行政機関等に係る申請、届出その他の手続に関し、適切な管理の下に個人等を識別するための番号を利用し、行政の効率化・スリム化を図るための「行政手続における特定の個人を識別するための番号の利用等に関する法律案(通称「マイナンバー法」)」が、第183回通常国会で可決成立しました。
■マイナンバー法の概要
◎基本理念
個人番号及び法人番号の利用に関する施策の推進は、個人情報の保護に十分に配慮しつつ、社会保障、税、災害対策に関する分野における利用の促進を図るとともに、他の行政分野及び行政分野以外の国民の利便性の向上に資する分野における利用の可能性を考慮して行う。
◎個人番号
・市町村長は、法定受託事務として、住民票コードを変換して得られる個人番号を指定し、通知カードにより本人に通知。盗用、漏洩等の被害を受けた場合等に限り変更可。中長期在留者、特別永住者等の外国人住民も対象。
・個人番号の利用範囲を法律に規定。(ア)国・地方の機関での社会保障分野、国税・地方税の賦課徴収及び災害対策等に係る事務での利用、(イ)当該事務に係る申請・届出等を行う者(代理人・受託者を含む。)が事務処理上必要な範囲での利用、(ウ)災害時の金融機関での利用に限定。
・番号法に規定する場合を除き、他人に個人番号の提供を求めることは禁止。本人から個人番号の提供を受ける場合、個人番号カードの提示を受ける等の本人確認を行う必要。
◎個人番号カード
・市町村長は、顔写真付きの個人番号カードを交付。
・政令で定めるものが安全基準に従って、ICチップの空き領域を本人確認のために利用。(民間事業者については、当分の間、政令で定めないものとする。)
◎個人情報保護
・番号法の規定によるものを除き、特定個人情報(個人番号付きの個人情報)の収集・保管、特定個人情報ファイルの作成を禁止。
・特定個人情報の提供は原則禁止。ただし、行政機関等は情報提供ネットワークシステムでの提供など番号法に規定するものに限り可能。
・民間事業者は情報提供ネットワークシステムを使用できない。
・情報提供ネットワークシステムでの情報提供を行う際の連携キーとして個人番号を用いないなど、個人情報の一元管理ができない仕組みを構築。
・国民が自宅のパソコンから情報提供等の記録を確認できる仕組み(マイ・ポータル)の提供、特定個人情報保護評価の実施、特定個人情報保護委員会の設置、罰則の強化など、十分な個人情報保護策を講じる。
◎法人番号
・国税庁長官は、法人等に法人番号を通知。法人番号は原則公表。
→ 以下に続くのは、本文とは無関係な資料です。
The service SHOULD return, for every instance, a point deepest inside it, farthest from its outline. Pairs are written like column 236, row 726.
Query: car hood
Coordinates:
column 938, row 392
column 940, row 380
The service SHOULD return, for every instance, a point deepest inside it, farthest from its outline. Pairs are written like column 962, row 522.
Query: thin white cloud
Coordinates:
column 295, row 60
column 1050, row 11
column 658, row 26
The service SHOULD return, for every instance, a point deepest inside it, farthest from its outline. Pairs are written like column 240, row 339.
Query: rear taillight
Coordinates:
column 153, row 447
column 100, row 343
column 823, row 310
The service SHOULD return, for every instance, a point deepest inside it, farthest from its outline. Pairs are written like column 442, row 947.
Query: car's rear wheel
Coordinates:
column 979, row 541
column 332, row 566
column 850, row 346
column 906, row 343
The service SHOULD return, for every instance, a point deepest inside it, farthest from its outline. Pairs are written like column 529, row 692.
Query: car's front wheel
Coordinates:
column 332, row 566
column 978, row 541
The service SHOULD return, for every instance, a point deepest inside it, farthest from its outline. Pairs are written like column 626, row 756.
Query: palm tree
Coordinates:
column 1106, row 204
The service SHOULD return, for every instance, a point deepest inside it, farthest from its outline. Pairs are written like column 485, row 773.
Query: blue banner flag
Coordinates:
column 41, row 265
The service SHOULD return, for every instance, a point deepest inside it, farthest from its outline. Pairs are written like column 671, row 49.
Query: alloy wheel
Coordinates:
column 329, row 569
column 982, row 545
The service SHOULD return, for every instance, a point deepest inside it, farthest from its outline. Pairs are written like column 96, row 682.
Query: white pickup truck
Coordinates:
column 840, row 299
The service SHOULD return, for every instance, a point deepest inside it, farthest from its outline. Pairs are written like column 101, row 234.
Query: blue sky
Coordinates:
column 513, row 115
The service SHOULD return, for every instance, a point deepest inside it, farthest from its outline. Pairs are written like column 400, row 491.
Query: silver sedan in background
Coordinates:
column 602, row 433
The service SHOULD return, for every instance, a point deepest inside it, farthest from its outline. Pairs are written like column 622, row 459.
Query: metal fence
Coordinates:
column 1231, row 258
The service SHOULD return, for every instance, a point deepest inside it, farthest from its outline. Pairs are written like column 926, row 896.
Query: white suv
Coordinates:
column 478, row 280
民間での自由な利用も可。
◎検討等
・法施行後3年を目途として、個人番号の利用範囲の拡大について検討を加え、必要と認めるときは、国民の理解を得つつ、所要の措置を講ずる。
・法施行後1年を目途として、特定個人情報保護委員会の権限の拡大等について検討を加え、その結果に基づいて所要の措置を講ずる。